The difficult part seems to be helping the religious understand how to avoid having their beliefs infringing on others' rights to be free from them if they so wish. As an atheist, I believe I have the right to live in society without being subjected to any law that stems from religion. I believe this just as strongly as I believe that a religious person has the right to live in society without being subjected to any law that stems from someone else's different religion. This sounds like a logical and respectful position that most people would agree with, but it is amazing how difficult it seems to be to put it into practice. Most religious people, on the face of it, would initially agree with my position. After all, how many Christians really want some of society's laws to be based on Muslim Sharia law? Most open-minded religious people can understand the mutually respectful position of this position, and that it benefits everyone to not be subjected forcefully to someone else's religion.

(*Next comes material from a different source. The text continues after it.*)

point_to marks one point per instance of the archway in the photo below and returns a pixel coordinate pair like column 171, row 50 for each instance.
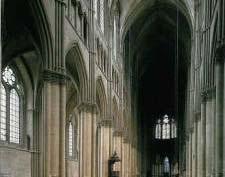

I would be quite happy to leave it at that, but the catch seems to come when you introduce atheism into the equation. And, let me be clear, it is the religious who do so. I have no need to force atheism into society in any manner. What I do feel the need for is to protect the above position that religion should not be forced into society. There is a very significant difference. The religious will tend to get defensive, when asked to keep their religion out of the courts, the schools, and other public institutions, and almost universally insist that atheists do the same and keep their atheism out of public institutions as well. On the face of it, some people would think this sounds like a fair arrangement, but it actually represents a gross misunderstanding of what atheism is. Atheism is not a religion.
I find that I often think in analogies and I think one here might be helpful. Imagine that each religion is represented by a different coloured light. Imagine that, instead of religions we are talking about various groups of people who like to decorate society with lights of their favourite colour. And imagine that you find offensive lights of differnt colours. Imagine a large group of people who love shining red lights around, another group who loves to shine green lights around, and another who likes blue. Also imagine that the group who likes red lights finds it offensive when they see blue lights or green lights shining in public. Wouldn't the solution appear obvious? Shine your coloured light as much as you want in your own home or even in your own private club of same-minded people, but don't shine it around society and everyone else will agree to do the same. That should take care of any offensive lights being shone in public, but equally protect your individual rights to enjoy your own coloured light whenever you want. You can even walk around in public thinking about your red or green or blue lights as much as you like. Just don't ask to hang one up in the courthouse, the school, or the legislature.
Now, in my analogy, the atheist is represented by someone who doesn't feel the need to enjoy lights of a particular colour. We don't mind you shining your red or green or blue lights in your own home or in your private club as much as you want. But we don't like coloured lights hanging all over town. So, we ask that you don't do so. In my analogy, the religous attitude towards atheis is represented by someone responding by saying: "Yeah, but you're asking us not to shine our red lights around town while at the same time you are trying to shine your dark lights around town." Doesn't make any sense, does it? How can you shine a light that makes things dark? You can't. If you don't like coloured lights then all you can do is request that others don't shine their coloured lights. There is no dark light you can shine that overpowers the coloured lights.
This is all we as atheists are asking for. Don't shine your coloured lights in our faces. Don't bring them into public institutions. We have no intention or need to "bring" atheism into the public institutions either. It only appears to the religious that we do when we ask them to put out their coloured lights.
Of course, the problem with this analogy, and with the reality of religion in society is that everyone thinks that their particular colour is right and everyone else's colour is wrong.